SBC Head: Okay to Believe One Way or Other on Charismatic Practices

Southern Baptist head Frank Page isn't certain that the convention's stance on speaking in tongues should be put in writing in their confession of faith.

While the Rev. Dwight McKissic – who raised debate over speaking in tongues, or private prayer language – had praised Southern Baptists for making a clear decision on charismatic practices with Southwestern Baptist Theological Seminary banning such practices, Page believes it is okay to have varying views.

"I guess I would have to say honestly that I'm not certain if it ought to be in the Baptist faith message," says Page, according to Agape Press, "because I don't know, really, where other Southern Baptists fall. I think I know."

McKissic, who spoke of experiencing private prayer language during a sermon at Southwestern Baptist Theological Seminary, had requested Southern Baptist leaders adopt a formal position on spiritual gifts. His sermon had sparked controversy with some leaders who oppose speaking in tongues and the debate soon led to an official ban against any charismatic practice at the seminary.

In response, McKissic saw the ban as a positive step toward clarifying the denomination's stance on the issue and moving closer to a vote.
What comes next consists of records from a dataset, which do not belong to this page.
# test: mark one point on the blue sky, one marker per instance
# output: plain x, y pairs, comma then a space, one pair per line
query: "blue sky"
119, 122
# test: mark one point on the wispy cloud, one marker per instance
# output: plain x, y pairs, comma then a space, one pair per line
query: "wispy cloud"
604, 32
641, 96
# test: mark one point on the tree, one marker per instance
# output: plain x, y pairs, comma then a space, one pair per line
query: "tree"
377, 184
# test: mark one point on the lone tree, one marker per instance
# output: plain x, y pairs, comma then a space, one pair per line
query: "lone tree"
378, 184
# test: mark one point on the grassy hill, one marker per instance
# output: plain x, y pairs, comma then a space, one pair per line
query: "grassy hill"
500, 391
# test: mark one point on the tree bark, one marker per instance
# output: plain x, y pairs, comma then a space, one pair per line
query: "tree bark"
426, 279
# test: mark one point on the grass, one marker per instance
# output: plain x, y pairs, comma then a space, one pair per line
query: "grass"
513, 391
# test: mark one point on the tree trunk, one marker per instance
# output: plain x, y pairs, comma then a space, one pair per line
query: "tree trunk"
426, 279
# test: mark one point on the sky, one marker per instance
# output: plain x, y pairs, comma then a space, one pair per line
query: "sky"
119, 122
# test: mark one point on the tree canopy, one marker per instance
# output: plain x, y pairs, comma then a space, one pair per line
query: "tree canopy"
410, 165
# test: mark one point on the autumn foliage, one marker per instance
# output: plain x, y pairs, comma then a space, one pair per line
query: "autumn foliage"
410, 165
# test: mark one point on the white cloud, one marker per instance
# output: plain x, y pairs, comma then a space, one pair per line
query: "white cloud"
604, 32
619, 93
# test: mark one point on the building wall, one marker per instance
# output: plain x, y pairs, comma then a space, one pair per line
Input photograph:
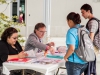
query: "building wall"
60, 9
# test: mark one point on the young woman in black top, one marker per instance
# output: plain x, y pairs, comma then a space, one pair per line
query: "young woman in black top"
10, 48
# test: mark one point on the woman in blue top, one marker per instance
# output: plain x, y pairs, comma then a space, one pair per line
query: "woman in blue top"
74, 65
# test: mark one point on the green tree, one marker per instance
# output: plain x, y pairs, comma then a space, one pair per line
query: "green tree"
6, 21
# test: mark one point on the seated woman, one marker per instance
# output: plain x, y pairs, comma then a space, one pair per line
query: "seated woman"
10, 48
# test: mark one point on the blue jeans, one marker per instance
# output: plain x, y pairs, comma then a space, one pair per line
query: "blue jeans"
75, 68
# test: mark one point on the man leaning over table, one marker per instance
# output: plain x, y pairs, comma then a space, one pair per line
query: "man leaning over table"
34, 40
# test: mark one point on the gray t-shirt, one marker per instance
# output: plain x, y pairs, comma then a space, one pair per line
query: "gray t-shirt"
93, 26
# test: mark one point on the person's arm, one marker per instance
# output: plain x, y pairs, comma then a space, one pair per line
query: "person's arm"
69, 52
93, 27
70, 42
20, 55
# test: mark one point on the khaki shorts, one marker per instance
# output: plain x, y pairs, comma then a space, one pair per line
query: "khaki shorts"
96, 50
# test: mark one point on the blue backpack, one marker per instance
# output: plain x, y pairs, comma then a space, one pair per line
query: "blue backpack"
85, 49
96, 40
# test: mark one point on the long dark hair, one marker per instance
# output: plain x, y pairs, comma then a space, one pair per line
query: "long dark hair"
8, 33
74, 17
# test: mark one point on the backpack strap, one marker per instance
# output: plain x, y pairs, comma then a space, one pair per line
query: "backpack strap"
87, 27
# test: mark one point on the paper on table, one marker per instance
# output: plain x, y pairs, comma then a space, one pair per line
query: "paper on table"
31, 53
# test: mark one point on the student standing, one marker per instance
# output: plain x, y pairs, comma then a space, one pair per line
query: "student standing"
74, 65
92, 26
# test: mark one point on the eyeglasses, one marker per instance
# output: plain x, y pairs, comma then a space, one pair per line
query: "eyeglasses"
42, 31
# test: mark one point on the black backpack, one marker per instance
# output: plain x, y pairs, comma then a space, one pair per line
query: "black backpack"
96, 40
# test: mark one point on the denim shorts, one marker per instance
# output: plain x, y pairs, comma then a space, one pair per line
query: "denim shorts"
75, 68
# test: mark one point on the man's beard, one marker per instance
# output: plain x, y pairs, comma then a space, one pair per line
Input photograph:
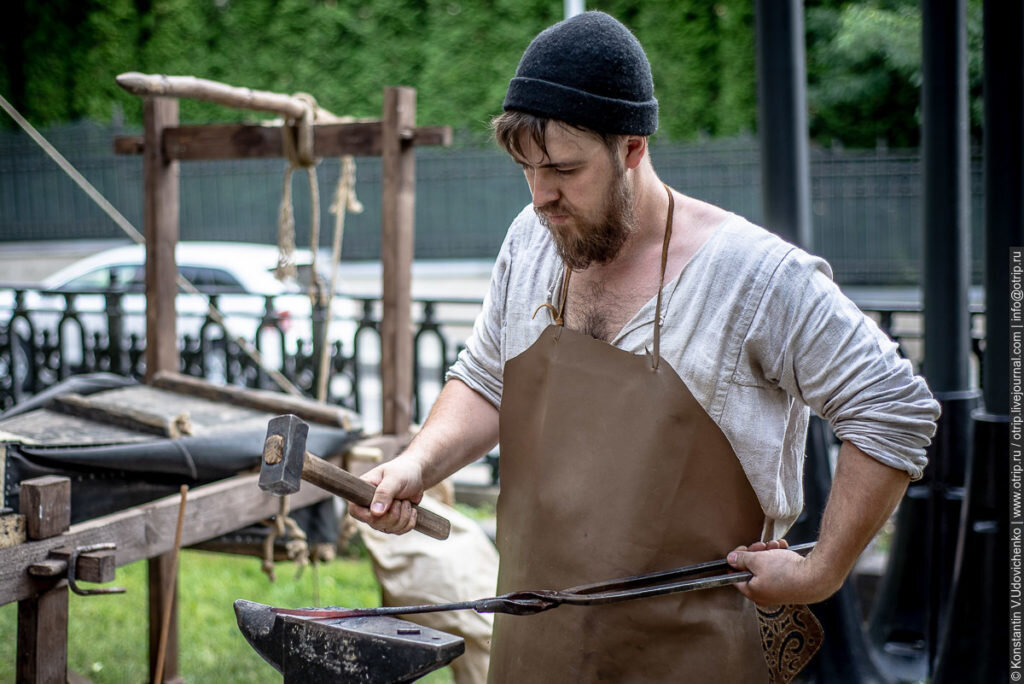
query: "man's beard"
593, 242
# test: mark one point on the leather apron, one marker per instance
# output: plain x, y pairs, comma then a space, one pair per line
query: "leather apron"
609, 467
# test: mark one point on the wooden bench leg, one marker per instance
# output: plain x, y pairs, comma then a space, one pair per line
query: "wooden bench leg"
42, 637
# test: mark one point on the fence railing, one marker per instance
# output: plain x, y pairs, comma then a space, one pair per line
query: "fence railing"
865, 205
46, 337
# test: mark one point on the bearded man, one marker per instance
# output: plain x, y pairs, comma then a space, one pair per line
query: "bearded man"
647, 362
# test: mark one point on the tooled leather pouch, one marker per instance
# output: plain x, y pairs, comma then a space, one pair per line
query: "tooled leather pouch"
791, 635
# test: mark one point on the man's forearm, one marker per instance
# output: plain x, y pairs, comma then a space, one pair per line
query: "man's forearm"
864, 493
461, 428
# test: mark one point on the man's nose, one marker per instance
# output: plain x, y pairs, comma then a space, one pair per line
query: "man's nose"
545, 188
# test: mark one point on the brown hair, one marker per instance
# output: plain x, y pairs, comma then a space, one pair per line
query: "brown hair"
510, 126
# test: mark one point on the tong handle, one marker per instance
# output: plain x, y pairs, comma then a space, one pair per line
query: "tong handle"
665, 576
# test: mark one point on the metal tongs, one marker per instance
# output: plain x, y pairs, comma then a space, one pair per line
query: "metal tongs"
531, 602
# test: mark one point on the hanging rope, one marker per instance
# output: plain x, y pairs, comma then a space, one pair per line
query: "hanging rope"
344, 200
137, 237
296, 546
297, 141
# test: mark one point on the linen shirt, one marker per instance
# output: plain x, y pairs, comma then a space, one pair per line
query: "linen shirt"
759, 333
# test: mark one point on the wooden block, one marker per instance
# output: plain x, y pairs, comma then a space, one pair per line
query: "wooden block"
91, 566
11, 529
45, 503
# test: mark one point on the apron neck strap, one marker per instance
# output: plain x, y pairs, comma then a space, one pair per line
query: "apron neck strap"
660, 282
558, 313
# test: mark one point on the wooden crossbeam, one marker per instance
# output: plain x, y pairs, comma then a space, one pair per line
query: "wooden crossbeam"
221, 141
147, 530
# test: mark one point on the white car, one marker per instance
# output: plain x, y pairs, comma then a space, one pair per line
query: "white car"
239, 274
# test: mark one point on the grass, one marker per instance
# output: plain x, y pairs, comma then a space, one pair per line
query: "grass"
108, 635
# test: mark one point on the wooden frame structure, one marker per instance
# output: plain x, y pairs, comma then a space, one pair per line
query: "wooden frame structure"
144, 531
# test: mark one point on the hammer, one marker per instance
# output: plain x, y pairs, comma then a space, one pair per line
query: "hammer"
286, 462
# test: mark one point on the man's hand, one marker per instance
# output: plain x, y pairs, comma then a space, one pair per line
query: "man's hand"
399, 484
781, 576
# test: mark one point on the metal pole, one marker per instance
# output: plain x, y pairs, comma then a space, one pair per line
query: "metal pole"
785, 201
782, 120
973, 646
947, 323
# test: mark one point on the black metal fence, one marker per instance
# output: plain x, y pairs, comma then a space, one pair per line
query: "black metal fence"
42, 346
39, 347
865, 204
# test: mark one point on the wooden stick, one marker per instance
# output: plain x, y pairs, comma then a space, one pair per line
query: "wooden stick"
214, 91
170, 591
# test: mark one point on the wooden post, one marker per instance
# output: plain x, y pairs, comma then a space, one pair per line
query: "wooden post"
397, 236
42, 618
161, 207
42, 636
161, 569
161, 204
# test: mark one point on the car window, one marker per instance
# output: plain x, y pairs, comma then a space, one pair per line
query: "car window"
212, 280
122, 276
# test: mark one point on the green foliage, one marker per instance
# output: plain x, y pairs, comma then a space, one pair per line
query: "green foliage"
864, 72
108, 634
58, 58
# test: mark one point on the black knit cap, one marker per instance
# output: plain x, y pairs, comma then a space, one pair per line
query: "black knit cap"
587, 71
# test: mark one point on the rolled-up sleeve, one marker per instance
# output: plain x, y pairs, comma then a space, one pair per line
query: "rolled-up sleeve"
813, 342
480, 365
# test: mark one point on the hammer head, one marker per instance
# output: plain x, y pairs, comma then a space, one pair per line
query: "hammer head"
284, 453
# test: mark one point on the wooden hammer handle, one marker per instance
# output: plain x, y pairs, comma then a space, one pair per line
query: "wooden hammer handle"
348, 486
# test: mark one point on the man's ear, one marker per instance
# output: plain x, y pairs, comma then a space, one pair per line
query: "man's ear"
636, 147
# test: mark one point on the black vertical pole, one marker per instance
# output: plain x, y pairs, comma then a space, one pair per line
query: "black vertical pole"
947, 324
782, 120
973, 644
785, 199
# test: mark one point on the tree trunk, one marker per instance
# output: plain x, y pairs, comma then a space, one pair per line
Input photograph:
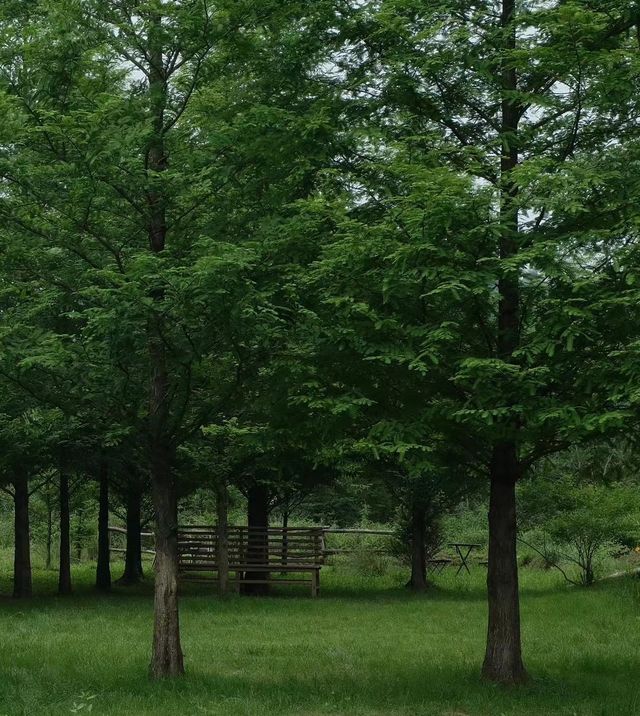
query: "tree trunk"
258, 544
166, 659
103, 569
133, 551
418, 581
222, 513
285, 537
64, 574
503, 658
22, 554
49, 542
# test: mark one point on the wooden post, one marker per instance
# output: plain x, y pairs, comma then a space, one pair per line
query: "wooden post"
222, 510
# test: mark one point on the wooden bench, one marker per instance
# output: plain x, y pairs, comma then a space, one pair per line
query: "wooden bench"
438, 564
257, 555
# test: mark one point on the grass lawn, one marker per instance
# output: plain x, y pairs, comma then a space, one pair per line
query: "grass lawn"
364, 647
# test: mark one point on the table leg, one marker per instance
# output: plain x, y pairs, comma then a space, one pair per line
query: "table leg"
463, 560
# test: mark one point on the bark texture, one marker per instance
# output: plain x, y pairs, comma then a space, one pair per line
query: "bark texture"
103, 569
222, 513
22, 547
166, 657
64, 573
418, 581
503, 656
133, 573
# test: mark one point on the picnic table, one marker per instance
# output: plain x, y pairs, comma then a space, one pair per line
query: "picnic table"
463, 550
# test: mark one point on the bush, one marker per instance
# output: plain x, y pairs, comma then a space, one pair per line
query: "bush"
576, 523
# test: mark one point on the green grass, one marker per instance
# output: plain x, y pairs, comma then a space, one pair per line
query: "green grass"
364, 647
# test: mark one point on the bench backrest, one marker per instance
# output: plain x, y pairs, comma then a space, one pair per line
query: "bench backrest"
198, 546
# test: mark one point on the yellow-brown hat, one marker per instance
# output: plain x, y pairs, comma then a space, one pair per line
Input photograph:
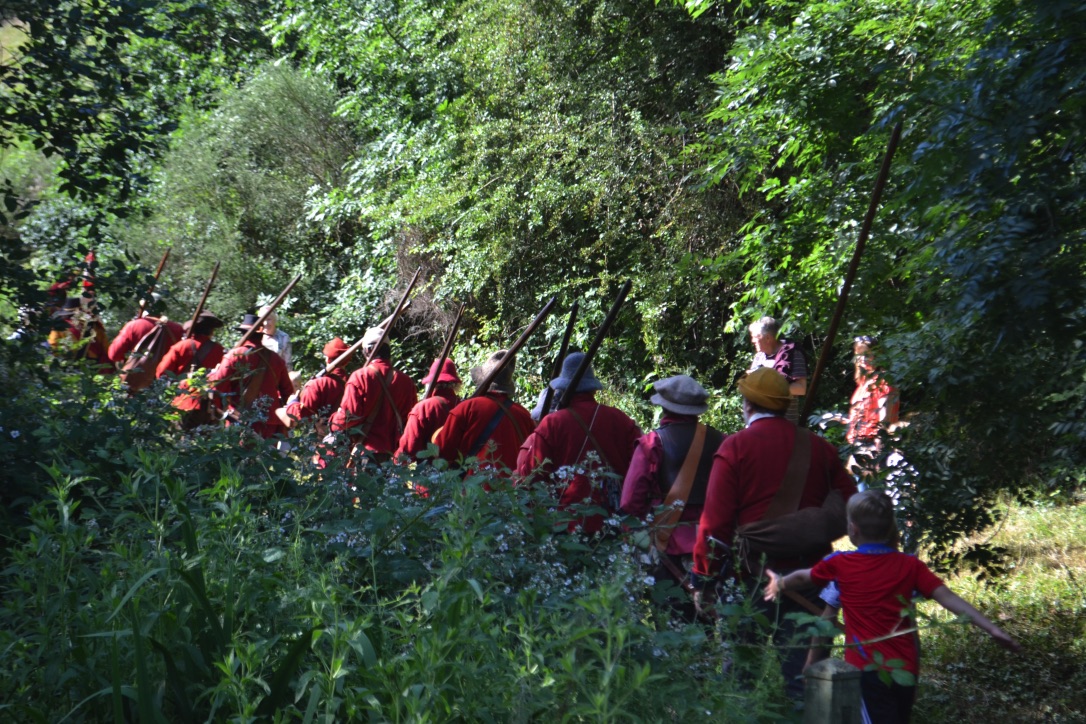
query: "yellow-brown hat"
766, 388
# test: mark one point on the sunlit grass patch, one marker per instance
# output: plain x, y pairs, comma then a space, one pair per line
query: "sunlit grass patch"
1042, 601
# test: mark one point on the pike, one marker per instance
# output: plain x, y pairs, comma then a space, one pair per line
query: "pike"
203, 300
444, 353
854, 265
567, 396
158, 272
386, 325
510, 353
272, 307
563, 350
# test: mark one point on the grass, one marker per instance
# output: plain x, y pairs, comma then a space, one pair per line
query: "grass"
12, 36
1042, 601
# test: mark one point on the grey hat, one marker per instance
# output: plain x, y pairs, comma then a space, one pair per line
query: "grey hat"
680, 394
538, 410
569, 365
503, 382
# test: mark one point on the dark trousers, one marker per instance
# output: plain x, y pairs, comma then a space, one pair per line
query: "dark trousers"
886, 703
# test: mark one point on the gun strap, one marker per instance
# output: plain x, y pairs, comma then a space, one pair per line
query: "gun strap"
589, 437
680, 491
386, 393
786, 499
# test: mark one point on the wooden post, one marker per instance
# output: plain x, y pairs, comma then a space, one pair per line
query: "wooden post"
832, 694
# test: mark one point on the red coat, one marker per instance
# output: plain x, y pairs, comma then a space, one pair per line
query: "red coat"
560, 441
136, 330
425, 420
469, 419
179, 357
320, 396
747, 471
365, 396
240, 365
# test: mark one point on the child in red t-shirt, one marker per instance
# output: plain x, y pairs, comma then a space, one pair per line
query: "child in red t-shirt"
876, 584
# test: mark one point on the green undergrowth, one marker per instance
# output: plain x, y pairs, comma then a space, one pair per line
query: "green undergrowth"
149, 575
1040, 601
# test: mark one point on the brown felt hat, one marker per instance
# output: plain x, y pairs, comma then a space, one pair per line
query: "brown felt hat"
766, 388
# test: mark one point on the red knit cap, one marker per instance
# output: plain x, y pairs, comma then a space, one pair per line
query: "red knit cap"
336, 347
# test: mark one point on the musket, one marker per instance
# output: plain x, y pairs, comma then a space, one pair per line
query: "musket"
601, 333
142, 303
444, 352
203, 300
556, 369
386, 325
260, 321
510, 353
850, 275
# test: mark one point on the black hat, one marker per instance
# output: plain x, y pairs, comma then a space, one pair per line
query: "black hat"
247, 322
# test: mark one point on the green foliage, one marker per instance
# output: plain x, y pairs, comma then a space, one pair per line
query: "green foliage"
974, 269
235, 188
190, 579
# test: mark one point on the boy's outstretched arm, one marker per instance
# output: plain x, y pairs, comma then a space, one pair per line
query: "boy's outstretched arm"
956, 604
778, 584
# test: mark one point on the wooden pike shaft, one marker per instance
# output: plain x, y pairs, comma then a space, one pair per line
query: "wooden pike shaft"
853, 267
272, 307
445, 351
203, 301
158, 272
563, 351
512, 352
601, 333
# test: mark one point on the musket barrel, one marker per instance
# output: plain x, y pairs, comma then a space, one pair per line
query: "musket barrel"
203, 301
601, 333
510, 353
158, 272
267, 313
445, 351
563, 351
However, Page does not want to make a formal stance.

"I do believe that there are varying interpretations regarding the issue of private prayer language," says Page. "And because I do believe there are varying interpretations, I believe it is okay to believe one way or the other."

SBTS President Paige Patterson defends the seminary's ban against private prayer language.

"We believe Baptists ought to be Baptists and charismatic folks ought to be charismatic," says Patterson, as reported by Agape Press. "We simply felt that at this point it was necessary to indicate the trajectory of our school."

Other leaders and students had showed their support for McKissic and disagreed with the ban. But for the most part, Page, who does not practice private prayer language, says he believes most Southern Baptists are opposed to it, saying the use of tongues has ceased.

Nevertheless, Page wants to address the issue "very carefully."

"Now, if we put something in the Baptist faith and message, it is a confession of faith that we would say is our primary means of interpreting a passage."